ANAさんが臨時便を飛ばす3月20日、実は空港の「誕生日」です。

「ウルトラマン空港」とも

 1993年3月20日は、福島空港が開港した日です。この空港は、郡山市から南へ直線距離にして約18km、須賀川市と玉川村にまたがる丘陵地に位置。いまでは『ウルトラマン』の生みの親である特撮監督、円谷英二氏が須賀川市(旧須賀川町)出身であることにちなんで、空港じゅうにウルトラマンの立像などが飾ってあるのが特徴です。


福島空港(2021年、乗りものニュース編集部撮影)。

 一方、利用者の少なさが長年課題となっている空港でもあります。県が公表しているデータによると、コロナ禍以前の2019年度の利用者は約23万9000人(単純計算で1日654人程度)、コロナも重なった2020年度では6万8000人(同186人程度)。他の交通手段が充実していることなどもあり、東北地方でも利用者の少ない部類に入ります。

 ただ、この空港が大きな存在感を発揮することがありました。空港は災害に強いエリアにあることが多く、陸路が絶たれてしまった場合に、救援物資などを運び込む拠点となることがあります。

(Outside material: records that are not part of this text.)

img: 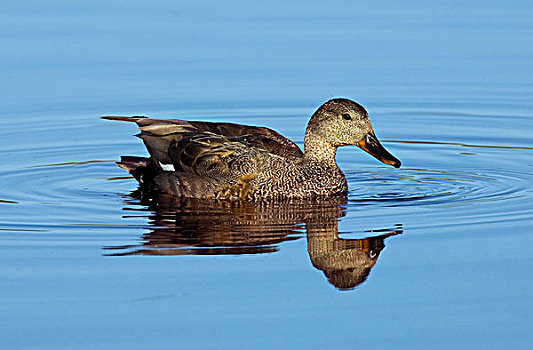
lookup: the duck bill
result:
[356,131,402,168]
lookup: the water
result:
[0,1,533,349]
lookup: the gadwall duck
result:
[102,98,401,200]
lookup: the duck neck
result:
[304,137,337,166]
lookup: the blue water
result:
[0,1,533,349]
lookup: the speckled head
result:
[305,98,401,168]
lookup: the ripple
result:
[347,168,531,207]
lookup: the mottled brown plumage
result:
[103,99,400,200]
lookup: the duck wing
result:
[103,117,303,181]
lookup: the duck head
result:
[305,98,401,168]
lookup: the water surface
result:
[0,1,533,349]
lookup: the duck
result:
[101,98,401,201]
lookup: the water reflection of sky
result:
[0,0,533,349]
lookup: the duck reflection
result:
[105,193,402,290]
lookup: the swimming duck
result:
[102,98,401,201]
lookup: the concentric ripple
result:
[347,169,531,207]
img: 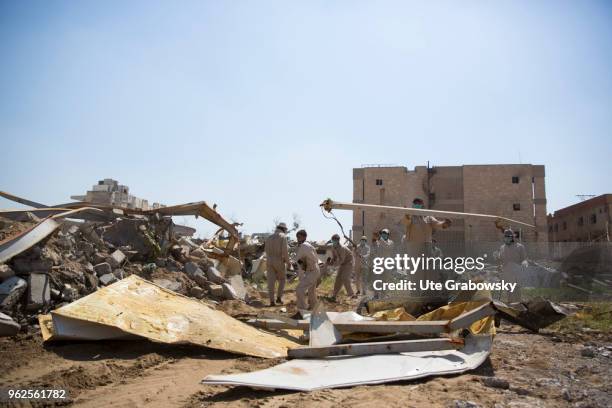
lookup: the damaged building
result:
[352,164,548,243]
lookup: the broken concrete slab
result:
[99,273,117,286]
[0,264,15,283]
[91,252,108,265]
[13,258,53,274]
[221,283,240,300]
[106,250,126,268]
[0,276,28,309]
[206,266,225,284]
[153,279,182,292]
[94,262,113,276]
[0,313,21,337]
[185,262,208,286]
[41,275,297,358]
[228,275,247,300]
[83,273,99,290]
[288,337,464,358]
[208,285,223,298]
[493,298,571,333]
[308,302,342,347]
[26,273,51,311]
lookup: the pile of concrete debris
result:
[0,192,247,336]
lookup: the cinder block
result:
[106,250,125,268]
[26,273,51,311]
[94,262,113,276]
[100,273,117,286]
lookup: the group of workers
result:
[265,198,526,310]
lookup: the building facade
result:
[70,179,161,210]
[353,164,548,242]
[548,194,612,242]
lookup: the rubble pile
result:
[0,210,247,336]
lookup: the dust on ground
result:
[0,292,612,408]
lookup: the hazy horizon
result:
[0,1,612,239]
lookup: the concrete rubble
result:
[0,188,249,336]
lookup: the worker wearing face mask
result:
[401,197,451,295]
[353,235,370,295]
[497,229,529,302]
[295,230,321,310]
[328,234,355,302]
[402,197,451,249]
[376,228,395,257]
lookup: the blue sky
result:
[0,1,612,238]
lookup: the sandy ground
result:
[0,292,612,408]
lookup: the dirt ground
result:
[0,288,612,408]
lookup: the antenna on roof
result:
[576,194,595,201]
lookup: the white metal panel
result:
[202,335,492,391]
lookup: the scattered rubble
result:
[0,192,247,335]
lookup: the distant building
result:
[548,194,612,242]
[70,179,163,210]
[353,164,548,242]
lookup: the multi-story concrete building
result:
[70,179,160,210]
[548,194,612,242]
[353,164,547,242]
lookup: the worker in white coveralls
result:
[328,234,355,302]
[353,235,370,295]
[264,222,289,306]
[402,197,451,290]
[497,229,529,302]
[364,228,396,298]
[374,228,395,257]
[295,230,321,310]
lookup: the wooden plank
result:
[321,199,535,228]
[287,339,464,358]
[247,319,310,330]
[448,302,496,331]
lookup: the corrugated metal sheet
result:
[45,275,298,358]
[202,335,492,391]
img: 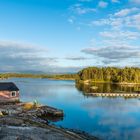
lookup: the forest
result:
[0,73,77,80]
[76,67,140,83]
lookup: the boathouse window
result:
[11,91,16,97]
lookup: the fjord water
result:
[1,78,140,140]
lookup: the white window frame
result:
[11,91,17,97]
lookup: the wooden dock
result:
[88,93,140,98]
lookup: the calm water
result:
[0,78,140,140]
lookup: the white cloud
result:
[114,7,139,17]
[90,8,140,30]
[111,0,120,3]
[70,4,96,15]
[82,44,140,63]
[100,30,140,41]
[98,1,108,8]
[0,41,57,71]
[130,0,140,4]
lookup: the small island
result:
[0,82,97,140]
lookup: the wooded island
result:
[0,67,140,84]
[76,67,140,84]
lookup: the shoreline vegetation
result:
[0,73,77,80]
[0,67,140,85]
[76,67,140,85]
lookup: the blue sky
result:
[0,0,140,72]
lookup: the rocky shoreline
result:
[0,103,97,140]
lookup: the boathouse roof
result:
[0,82,19,91]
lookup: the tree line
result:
[76,67,140,83]
[0,73,77,80]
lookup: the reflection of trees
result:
[76,83,140,93]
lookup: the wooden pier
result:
[88,93,140,98]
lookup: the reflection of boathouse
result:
[0,82,19,102]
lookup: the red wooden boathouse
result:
[0,82,19,102]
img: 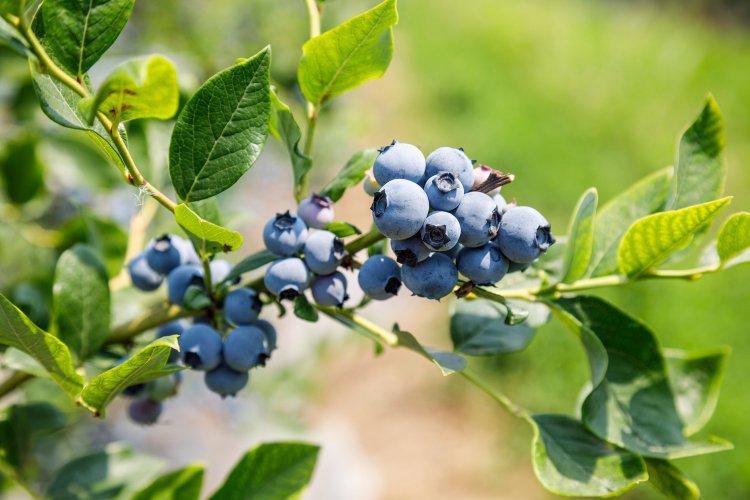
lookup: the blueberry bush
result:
[0,0,750,499]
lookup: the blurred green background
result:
[1,0,750,499]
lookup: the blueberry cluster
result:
[359,141,555,300]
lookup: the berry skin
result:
[224,288,263,325]
[178,324,222,371]
[391,234,430,266]
[357,255,401,300]
[401,253,458,299]
[453,191,500,247]
[497,207,555,264]
[420,212,461,252]
[297,193,333,229]
[224,326,268,372]
[305,231,346,274]
[370,179,430,240]
[263,210,307,256]
[204,363,250,398]
[128,254,164,292]
[425,147,474,193]
[311,271,349,307]
[372,140,425,186]
[264,257,310,300]
[456,244,508,285]
[167,264,205,306]
[424,172,464,212]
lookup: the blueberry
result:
[224,326,268,372]
[391,234,430,266]
[128,398,163,425]
[297,193,333,229]
[204,363,250,398]
[128,254,164,292]
[424,172,464,211]
[425,147,474,193]
[357,255,401,300]
[167,264,205,306]
[420,212,461,252]
[370,179,430,240]
[178,324,222,371]
[453,191,500,247]
[498,207,555,264]
[372,140,425,186]
[263,210,307,256]
[401,253,458,299]
[224,288,263,325]
[264,257,310,300]
[305,231,346,274]
[456,244,508,285]
[310,271,349,307]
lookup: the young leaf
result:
[617,197,732,276]
[0,294,84,397]
[79,56,180,124]
[52,244,110,361]
[528,415,648,497]
[589,167,674,276]
[78,335,180,417]
[169,47,271,202]
[320,149,379,201]
[174,203,242,254]
[34,0,135,77]
[211,442,320,500]
[561,188,599,283]
[667,95,727,210]
[297,0,398,105]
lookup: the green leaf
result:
[80,56,180,124]
[0,294,84,397]
[528,415,648,497]
[617,197,732,276]
[52,244,110,361]
[667,95,727,210]
[174,203,242,254]
[450,300,536,356]
[561,188,599,283]
[132,465,204,500]
[589,167,673,276]
[297,0,398,105]
[268,91,312,198]
[320,149,379,201]
[78,335,180,417]
[646,458,701,500]
[665,348,730,436]
[34,0,135,77]
[211,442,320,500]
[169,47,271,202]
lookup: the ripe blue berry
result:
[128,254,164,292]
[357,255,401,300]
[424,172,464,212]
[305,231,346,274]
[453,191,500,247]
[263,210,307,256]
[425,147,474,193]
[498,207,555,264]
[372,140,425,186]
[401,253,458,299]
[420,212,461,252]
[178,324,222,371]
[224,288,263,325]
[370,179,430,240]
[456,244,508,285]
[264,257,310,300]
[224,326,268,372]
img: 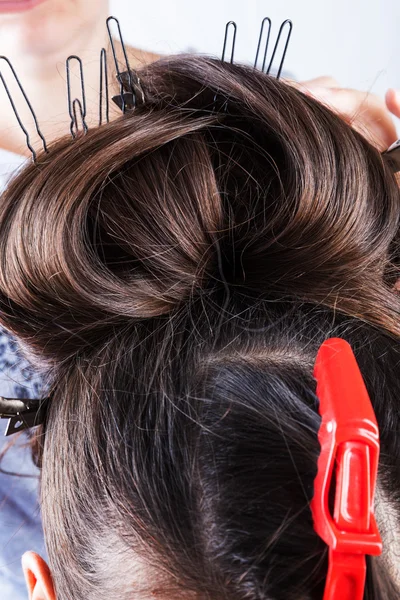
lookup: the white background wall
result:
[111,0,400,95]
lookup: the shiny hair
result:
[0,56,400,600]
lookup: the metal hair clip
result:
[311,338,382,600]
[65,54,88,138]
[254,17,293,79]
[106,17,144,113]
[0,56,47,161]
[221,21,237,64]
[99,48,110,126]
[0,396,49,436]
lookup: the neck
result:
[0,9,114,155]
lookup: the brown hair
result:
[0,56,400,600]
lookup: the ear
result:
[22,552,56,600]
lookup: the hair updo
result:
[0,56,400,600]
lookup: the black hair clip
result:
[0,396,49,436]
[65,54,88,138]
[0,56,47,162]
[254,17,293,79]
[107,17,144,113]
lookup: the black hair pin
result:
[0,56,48,162]
[99,48,110,126]
[106,17,144,114]
[254,17,293,79]
[213,21,237,112]
[0,396,49,436]
[65,54,88,138]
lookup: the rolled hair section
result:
[0,57,400,600]
[0,57,400,358]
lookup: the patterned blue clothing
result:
[0,328,45,600]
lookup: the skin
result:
[0,0,400,600]
[22,77,400,600]
[0,0,157,156]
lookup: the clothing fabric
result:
[0,150,45,600]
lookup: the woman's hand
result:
[290,77,400,150]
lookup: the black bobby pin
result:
[99,48,110,125]
[0,56,48,161]
[106,17,136,113]
[65,54,88,138]
[263,19,293,79]
[221,21,237,63]
[254,17,272,72]
[0,396,49,436]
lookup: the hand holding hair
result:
[288,77,400,151]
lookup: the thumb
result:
[385,88,400,118]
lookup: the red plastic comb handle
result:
[311,338,382,600]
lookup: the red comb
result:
[311,338,382,600]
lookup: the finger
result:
[385,89,400,118]
[313,88,397,149]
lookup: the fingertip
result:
[385,88,400,117]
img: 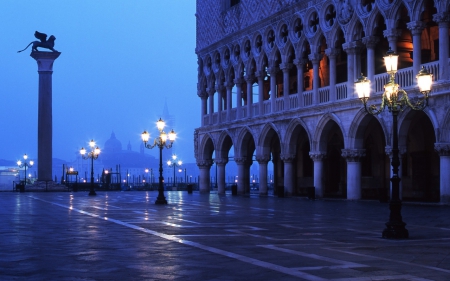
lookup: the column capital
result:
[233,78,244,87]
[294,59,308,68]
[325,48,341,58]
[214,158,228,166]
[234,157,247,165]
[267,66,280,75]
[362,36,380,48]
[256,154,270,164]
[280,154,295,163]
[406,21,426,35]
[384,145,406,159]
[342,41,363,54]
[383,28,402,41]
[244,74,255,84]
[309,151,327,162]
[434,142,450,156]
[255,70,267,79]
[280,62,292,72]
[308,53,323,64]
[341,149,366,162]
[197,159,213,169]
[206,87,216,96]
[433,12,450,27]
[30,51,61,72]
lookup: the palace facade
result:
[194,0,450,202]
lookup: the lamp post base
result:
[383,222,409,239]
[155,196,167,205]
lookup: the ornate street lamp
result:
[355,49,432,239]
[167,154,183,185]
[141,118,177,204]
[17,153,34,186]
[80,140,100,196]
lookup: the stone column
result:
[309,151,326,198]
[234,78,244,120]
[325,48,340,102]
[197,91,208,126]
[224,82,234,122]
[256,155,270,196]
[294,59,308,107]
[215,159,228,194]
[30,52,61,181]
[384,146,406,200]
[245,75,255,118]
[216,85,225,124]
[433,13,450,80]
[308,54,323,104]
[280,154,295,196]
[267,67,278,114]
[234,157,247,194]
[255,70,266,116]
[206,87,216,125]
[434,143,450,203]
[383,28,402,53]
[280,63,292,111]
[342,149,366,200]
[407,21,426,75]
[357,36,380,93]
[197,160,212,193]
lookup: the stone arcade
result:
[195,0,450,202]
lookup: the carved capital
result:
[214,158,228,166]
[256,154,270,164]
[434,143,450,156]
[341,149,366,162]
[267,66,280,76]
[406,21,426,35]
[308,54,323,64]
[294,59,308,66]
[197,160,213,169]
[234,157,247,165]
[384,146,406,159]
[309,151,327,162]
[325,48,341,58]
[362,36,380,48]
[433,12,450,28]
[280,62,292,72]
[383,28,402,41]
[280,154,295,163]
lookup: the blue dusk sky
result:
[0,0,201,162]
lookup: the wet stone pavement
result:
[0,191,450,281]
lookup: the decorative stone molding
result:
[234,157,247,165]
[406,21,426,35]
[341,149,366,162]
[325,48,341,58]
[280,154,295,163]
[309,151,327,162]
[256,155,270,164]
[214,158,228,166]
[362,36,380,48]
[384,146,406,159]
[434,143,450,156]
[308,54,323,64]
[433,13,450,27]
[197,159,213,169]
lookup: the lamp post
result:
[80,140,100,196]
[141,118,177,204]
[17,153,34,186]
[355,49,432,239]
[167,154,183,186]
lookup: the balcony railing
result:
[203,61,439,125]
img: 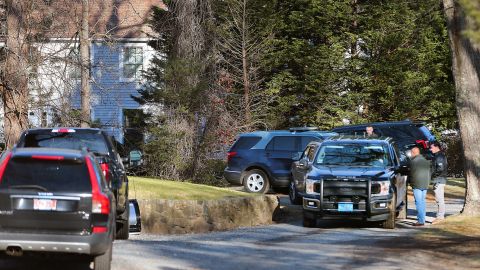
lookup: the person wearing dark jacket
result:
[430,142,448,224]
[409,147,431,226]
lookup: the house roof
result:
[47,0,166,39]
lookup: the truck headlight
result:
[372,181,390,196]
[305,179,318,194]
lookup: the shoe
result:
[432,218,445,225]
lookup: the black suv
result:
[16,128,130,239]
[0,148,115,270]
[292,136,408,229]
[224,128,336,193]
[332,120,436,157]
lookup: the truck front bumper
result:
[300,194,393,221]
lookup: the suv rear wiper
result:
[8,185,48,191]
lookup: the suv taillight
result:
[415,140,429,149]
[100,163,110,182]
[92,193,110,215]
[85,157,110,215]
[0,153,12,183]
[227,152,237,161]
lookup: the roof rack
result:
[288,127,319,132]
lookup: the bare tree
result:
[1,0,34,148]
[443,0,480,216]
[80,0,90,127]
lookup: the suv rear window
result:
[23,132,108,155]
[231,137,262,151]
[379,125,426,140]
[267,136,296,152]
[0,157,92,192]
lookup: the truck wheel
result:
[288,180,302,205]
[397,192,408,219]
[382,193,397,229]
[243,169,270,193]
[93,242,113,270]
[303,214,317,228]
[116,200,130,240]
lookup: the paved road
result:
[0,198,461,270]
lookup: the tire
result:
[397,192,408,219]
[288,180,302,205]
[115,201,130,240]
[382,193,397,229]
[93,242,113,270]
[243,169,270,193]
[303,213,317,228]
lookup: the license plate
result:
[338,203,353,212]
[33,199,57,211]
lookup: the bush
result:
[195,159,229,187]
[143,116,194,180]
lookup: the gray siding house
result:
[29,0,165,143]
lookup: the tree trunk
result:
[242,0,252,126]
[443,0,480,216]
[80,0,91,127]
[1,1,30,148]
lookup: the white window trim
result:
[118,43,146,83]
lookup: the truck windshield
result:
[315,144,392,167]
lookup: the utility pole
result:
[80,0,90,127]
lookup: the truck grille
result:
[314,178,368,211]
[323,179,368,197]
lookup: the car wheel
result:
[116,200,130,240]
[382,193,397,229]
[397,192,408,219]
[243,169,270,193]
[303,213,317,228]
[93,242,113,270]
[288,181,302,205]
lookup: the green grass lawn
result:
[128,176,252,200]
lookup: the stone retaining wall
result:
[138,195,280,234]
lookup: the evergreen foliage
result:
[139,0,456,182]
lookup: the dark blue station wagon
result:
[224,128,336,193]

 2011年の東日本大震災で大きな被害を受けた東北地方。このとき陸路が分断されてしまったことに加え、東北地方の空の玄関口である仙台空港が津波に襲われ、稼働不可能になりました。その仙台空港に代わって大きな役割を果たしたのが、福島空港だったのです。

東日本大震災時の福島空港の暗躍

 福島空港でも最大で震度6強の地震が襲い、管制塔の窓ガラスも割れるなどの被害が発生していたものの、東北の救難拠点としていち早く24時間運用を開始。国内外の救援機や旅客機の臨時便、救援物資などを受け入れ、翌3月12日には、通常の約10倍となる131機の航空機が同空港に離着陸したと記録されています。


福島空港を離陸するANAの臨時便(2021年2月、乗りものニュース編集部撮影)。

 また、2011年3月12日から4月10日にかけ、羽田や中部空港などへの臨時便を運航するなど、暫定的な「東北の拠点空港」のひとつに。便数は平時の1日14便から最大34便まで増え、搭乗者数も、ピーク時には平時の約7倍にも及びました。また、県内で必要とされる食料の3分の2が同空港を経由して届けられるなど、震災後のインフラにおいて、重要な役割を果たしました。

 なお2021年2月、そして2022年3月16日と、東北地方では大きな地震が発生。ともに陸路では、新幹線の不通などの混乱が生じました。このとき福島空港からは、ともに福島〜羽田間の臨時便が運航されています。この空港は、普段こそ発着数の多い東北の他空港の影に隠れているものの、「いざというときに頼りになる」存在であるといえるのかもしれません。